On Tuesday, Taliban leaders announced the start of a spring offensive, calling on its forces to engage in suicide bombings and assassinations, as part of its jihad against the American 'infidel army.'
Named Operation Omari, in honor of Taliban founder Mullah Mohammad Omar, the offensive will include the expansion of guerilla warfare within the Afghan theater in an attempt to undermine the morale of the Afghan army and remaining US "advisors."
The call to arms likely means very little.

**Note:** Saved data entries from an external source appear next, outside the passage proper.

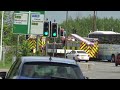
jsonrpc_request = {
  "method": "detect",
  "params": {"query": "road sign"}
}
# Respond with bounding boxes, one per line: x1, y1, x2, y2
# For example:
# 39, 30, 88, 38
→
13, 11, 45, 35
30, 13, 44, 35
13, 13, 29, 34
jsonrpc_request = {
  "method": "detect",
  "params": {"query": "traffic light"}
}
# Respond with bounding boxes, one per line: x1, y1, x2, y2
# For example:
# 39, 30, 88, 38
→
26, 35, 29, 40
51, 23, 58, 38
43, 22, 50, 37
60, 28, 64, 36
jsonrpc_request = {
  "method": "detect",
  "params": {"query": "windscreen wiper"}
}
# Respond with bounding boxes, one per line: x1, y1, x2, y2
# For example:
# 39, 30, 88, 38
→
49, 76, 67, 79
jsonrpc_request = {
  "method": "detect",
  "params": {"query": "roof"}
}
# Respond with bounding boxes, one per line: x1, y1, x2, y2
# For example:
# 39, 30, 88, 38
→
21, 56, 77, 65
89, 31, 120, 35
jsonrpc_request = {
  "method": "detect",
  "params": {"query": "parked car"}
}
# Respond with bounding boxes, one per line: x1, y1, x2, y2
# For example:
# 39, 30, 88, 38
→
0, 56, 88, 79
115, 53, 120, 66
66, 50, 90, 62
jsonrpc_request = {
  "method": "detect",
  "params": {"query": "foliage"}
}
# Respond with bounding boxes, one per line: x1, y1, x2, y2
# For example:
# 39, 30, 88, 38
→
19, 40, 31, 56
60, 16, 120, 37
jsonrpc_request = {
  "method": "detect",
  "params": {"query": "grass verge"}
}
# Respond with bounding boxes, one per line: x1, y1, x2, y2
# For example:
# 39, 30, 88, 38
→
0, 61, 12, 69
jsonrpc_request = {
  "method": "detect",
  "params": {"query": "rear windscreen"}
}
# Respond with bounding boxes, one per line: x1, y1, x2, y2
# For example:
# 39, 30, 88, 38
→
20, 62, 84, 79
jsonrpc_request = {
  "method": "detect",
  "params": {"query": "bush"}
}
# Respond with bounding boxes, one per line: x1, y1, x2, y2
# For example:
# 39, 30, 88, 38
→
4, 47, 13, 64
19, 40, 31, 56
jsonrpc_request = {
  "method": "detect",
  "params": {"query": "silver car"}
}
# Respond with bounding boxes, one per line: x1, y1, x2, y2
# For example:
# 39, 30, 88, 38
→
0, 56, 88, 79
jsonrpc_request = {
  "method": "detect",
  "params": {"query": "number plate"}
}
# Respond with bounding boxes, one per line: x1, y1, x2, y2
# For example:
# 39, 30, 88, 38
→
81, 56, 84, 59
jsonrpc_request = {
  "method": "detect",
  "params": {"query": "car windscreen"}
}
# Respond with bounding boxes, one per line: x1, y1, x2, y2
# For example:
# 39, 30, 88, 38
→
77, 51, 86, 53
20, 62, 84, 79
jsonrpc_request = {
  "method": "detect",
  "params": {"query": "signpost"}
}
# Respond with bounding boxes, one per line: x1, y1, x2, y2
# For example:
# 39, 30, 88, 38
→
13, 11, 45, 35
30, 13, 44, 35
13, 12, 29, 34
13, 11, 45, 56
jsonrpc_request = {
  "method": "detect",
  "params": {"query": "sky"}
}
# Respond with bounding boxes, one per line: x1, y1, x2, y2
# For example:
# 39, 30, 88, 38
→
45, 11, 120, 24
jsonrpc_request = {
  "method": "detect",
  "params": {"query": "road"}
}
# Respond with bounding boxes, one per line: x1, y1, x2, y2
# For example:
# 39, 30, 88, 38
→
78, 61, 120, 79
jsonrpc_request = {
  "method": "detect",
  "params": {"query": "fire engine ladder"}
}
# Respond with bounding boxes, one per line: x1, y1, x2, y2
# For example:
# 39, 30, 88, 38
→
71, 34, 94, 45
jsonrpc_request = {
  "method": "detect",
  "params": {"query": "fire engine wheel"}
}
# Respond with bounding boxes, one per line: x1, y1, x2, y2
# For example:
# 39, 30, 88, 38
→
111, 55, 115, 62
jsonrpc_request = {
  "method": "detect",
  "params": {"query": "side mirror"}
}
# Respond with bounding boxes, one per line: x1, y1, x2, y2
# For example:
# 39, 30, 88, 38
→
0, 72, 7, 79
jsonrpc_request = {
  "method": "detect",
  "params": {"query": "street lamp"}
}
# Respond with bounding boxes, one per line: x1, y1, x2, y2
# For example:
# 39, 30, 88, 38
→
0, 11, 4, 61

In previous years, fighting has subsided in Afghanistan during the winter, when snow and cold hit areas of the mountainous border with Pakistan that militants use as their staging location.
Nonetheless, US intelligence confirms that the Taliban has witnessed a resurgence in Afghanistan, leading many to wonder whether the Afghan army will be able to prevent the militants from reclaiming the territory in the wake of the 2014 US troop withdrawal.
Last year, 5,000 Afghan troops were killed in battle against Taliban militants, marking the highest death toll for the Afghan army since the US invasion in 2001. The Taliban has also successfully recaptured several strategic regions within Afghanistan.
In fact, the Taliban surge has been so profound that several months ago Abdul Jan Rasoolyar, the former governor of Helmand province, issued pleas for US assistance on his Facebook page warning that the entire province would swiftly fall to the militant group.
In the statement, the Taliban said, "Jihad against the aggressive and usurping infidel army is a holy obligation upon our necks and our only resource for reestablishing an Islamic system and regaining our independence."
Nonetheless, unlike its radical Islamist militant allies al-Qaeda and Daesh, the Taliban’s primary concern is recapturing and preserving its own territory against what they view as a foreign occupying force, rather than instilling death and terror against Western enemies within their home countries.
The group says as much, detailing their plan to "employ a multifaceted strategy with the hope that the foreign enemy will be demoralized and forced to evict our nation."